The only indication of a restaurant within are the well-heeled patrons greeting each other outside by the sidewalk gardens and walking in together. To push open its frosted doors is to step into a gilded, quietly bustling dining room of burnished burgundy woodwork under pressed tin ceilings.
There's a cool elegance to the place, and, for first-timers, the thrill of discovery is all the more exciting for the dearth of fanfare.
Many chefs have built their names at Gautreau’s and gone on to open their own restaurants, including John Harris (of Lilette), John Currence (of Oxford, Mississippi’s City Grocery and many others) and Sue Zemanick (of Zasu), who cooked here with Nick Lama (of Avo). Most recently, the chef was Baruch Rabassa, who is now developing his own specialty coffee business.
Rabassa trained the two chefs now at the helm: Nick Fry, executive chef, and Brandon Canizaro, chef de cuisine.
The menu we sampled entwines the French overtones of classic Gautreau’s with braids of Asian and Latin American flavor.
The scallop crudo is washed with lemongrass vinaigrette, the delicate texture intact through it all, but the flavors sharper, served with cucumber slices that land somewhere between fresh and pickled, with a clean, crisp hash of watermelon radish.
Pork belly and clams sounds just like a rustic Portuguese dish I’m fond of, porco Alentejana.
It proves a flood of savory umami, just sticky with mouth-coating flavor.
The duck confit appetizer gives a conventional profile, all fat-rendered crisp on the crust and tender within. But then you get to the black lentils beneath and find blue cheese adding a richness to the tiny firm texture and sweet piquillo peppers bringing a zing.
Fish is always in good hands here, with preparations that go far beyond the standards. This is not a place for trout amandine, but rather a meaty cut of monkfish belted by jamon serrano (which brought to mind a dish from the long-gone, lustfully-remembered restaurant RioMar). This one was bright with tomato confit and sun-dried tomatoes in the gnocchi bolstering it, with a scent of saffron cooked into its butter sauce.
The red snapper was plated with a forest of soft mushrooms with stems that resembled noodles, mixed with tender strands of egg noodles, all in a coconut broth enriched with mellow miso. But the defining feature of this was still the timing to get the snapper to the plate with a buttery-crunchy crust over the flaking white meat.
For dessert, it was back to a Gautreau’s calling card, perhaps its most unexpected: a banana split.
This is not an artfully messed-with reinterpretation.

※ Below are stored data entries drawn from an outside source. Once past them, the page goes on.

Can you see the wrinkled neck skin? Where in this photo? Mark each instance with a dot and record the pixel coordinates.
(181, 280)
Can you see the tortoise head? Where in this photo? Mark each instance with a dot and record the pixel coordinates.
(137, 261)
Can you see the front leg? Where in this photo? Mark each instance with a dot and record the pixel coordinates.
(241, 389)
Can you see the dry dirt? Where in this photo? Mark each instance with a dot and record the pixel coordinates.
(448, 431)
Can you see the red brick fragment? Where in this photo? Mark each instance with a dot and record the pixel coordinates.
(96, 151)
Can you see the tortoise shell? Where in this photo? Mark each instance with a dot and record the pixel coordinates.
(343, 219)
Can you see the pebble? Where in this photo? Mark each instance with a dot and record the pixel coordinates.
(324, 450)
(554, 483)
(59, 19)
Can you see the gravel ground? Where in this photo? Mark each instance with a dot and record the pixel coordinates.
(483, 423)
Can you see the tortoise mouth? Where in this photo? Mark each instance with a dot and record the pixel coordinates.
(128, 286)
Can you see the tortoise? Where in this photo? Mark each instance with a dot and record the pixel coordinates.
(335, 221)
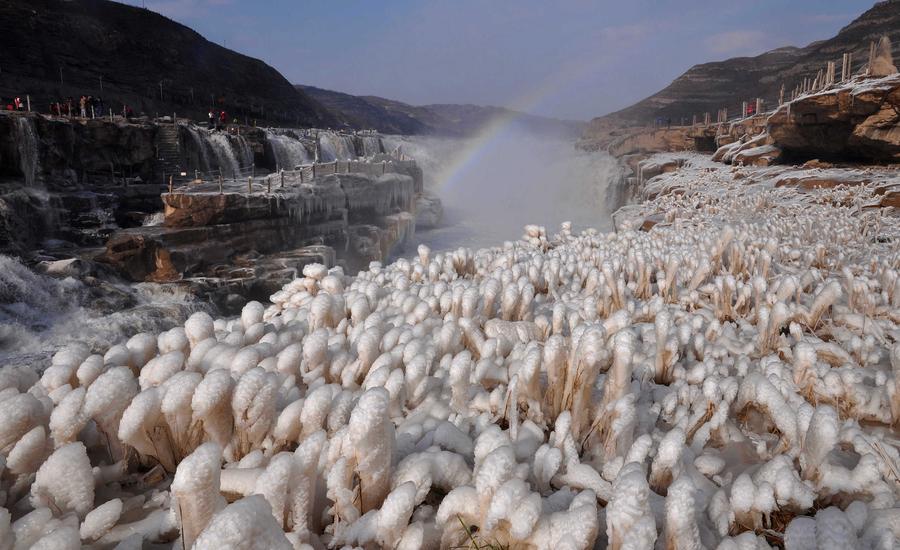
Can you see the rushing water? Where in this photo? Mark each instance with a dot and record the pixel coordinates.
(226, 159)
(492, 188)
(289, 152)
(39, 313)
(334, 146)
(27, 145)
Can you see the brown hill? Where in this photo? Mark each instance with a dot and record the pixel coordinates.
(395, 117)
(54, 49)
(709, 87)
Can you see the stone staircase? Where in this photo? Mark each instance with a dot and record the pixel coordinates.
(168, 158)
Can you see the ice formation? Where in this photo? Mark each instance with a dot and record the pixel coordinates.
(730, 379)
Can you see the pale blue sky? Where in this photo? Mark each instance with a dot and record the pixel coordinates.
(565, 58)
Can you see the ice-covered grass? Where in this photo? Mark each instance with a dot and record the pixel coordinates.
(729, 379)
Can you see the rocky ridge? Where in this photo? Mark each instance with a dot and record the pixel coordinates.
(708, 87)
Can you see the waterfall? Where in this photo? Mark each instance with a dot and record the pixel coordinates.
(333, 147)
(371, 146)
(245, 154)
(225, 158)
(27, 145)
(289, 152)
(349, 145)
(202, 145)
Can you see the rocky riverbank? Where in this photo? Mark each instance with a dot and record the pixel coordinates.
(728, 377)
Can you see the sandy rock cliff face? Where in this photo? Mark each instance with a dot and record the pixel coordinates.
(861, 120)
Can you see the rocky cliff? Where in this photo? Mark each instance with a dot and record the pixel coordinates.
(54, 49)
(395, 117)
(708, 87)
(260, 240)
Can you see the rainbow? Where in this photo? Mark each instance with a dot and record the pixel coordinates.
(476, 148)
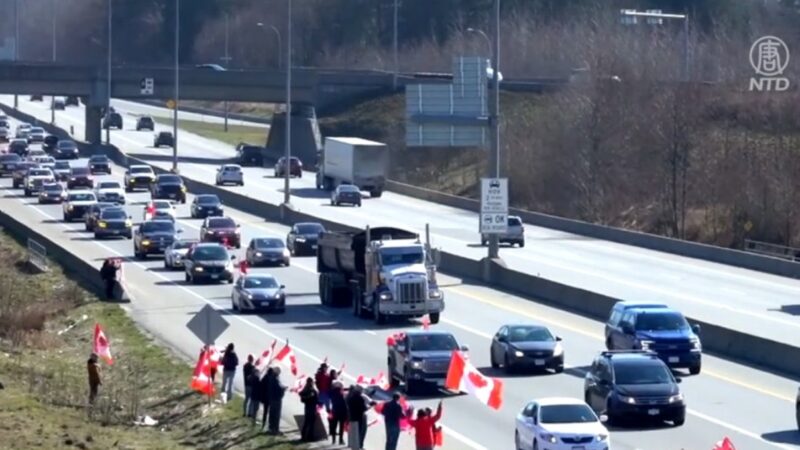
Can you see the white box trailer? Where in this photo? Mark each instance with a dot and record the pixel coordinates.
(352, 160)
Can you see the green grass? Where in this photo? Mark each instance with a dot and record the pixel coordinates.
(45, 389)
(216, 131)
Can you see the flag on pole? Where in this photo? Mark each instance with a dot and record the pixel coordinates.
(101, 347)
(464, 377)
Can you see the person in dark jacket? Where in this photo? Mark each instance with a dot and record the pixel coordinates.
(230, 361)
(392, 413)
(264, 398)
(276, 392)
(109, 275)
(247, 374)
(338, 414)
(94, 377)
(310, 399)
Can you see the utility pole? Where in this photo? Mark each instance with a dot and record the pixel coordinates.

It is a picture of comfort food Americana, in an oblong dish with a doily underneath. True, there’s some banana bread pudding at the base and candied pecans over top, but no one is complaining about these steps.
Gautreau’s feels old school. Yet this is also a place where we had no qualms in sopping sauce from our plates with the excellent, crusty French bread. That was just another fine touch in a restaurant where the little things add up to a very appealing big picture.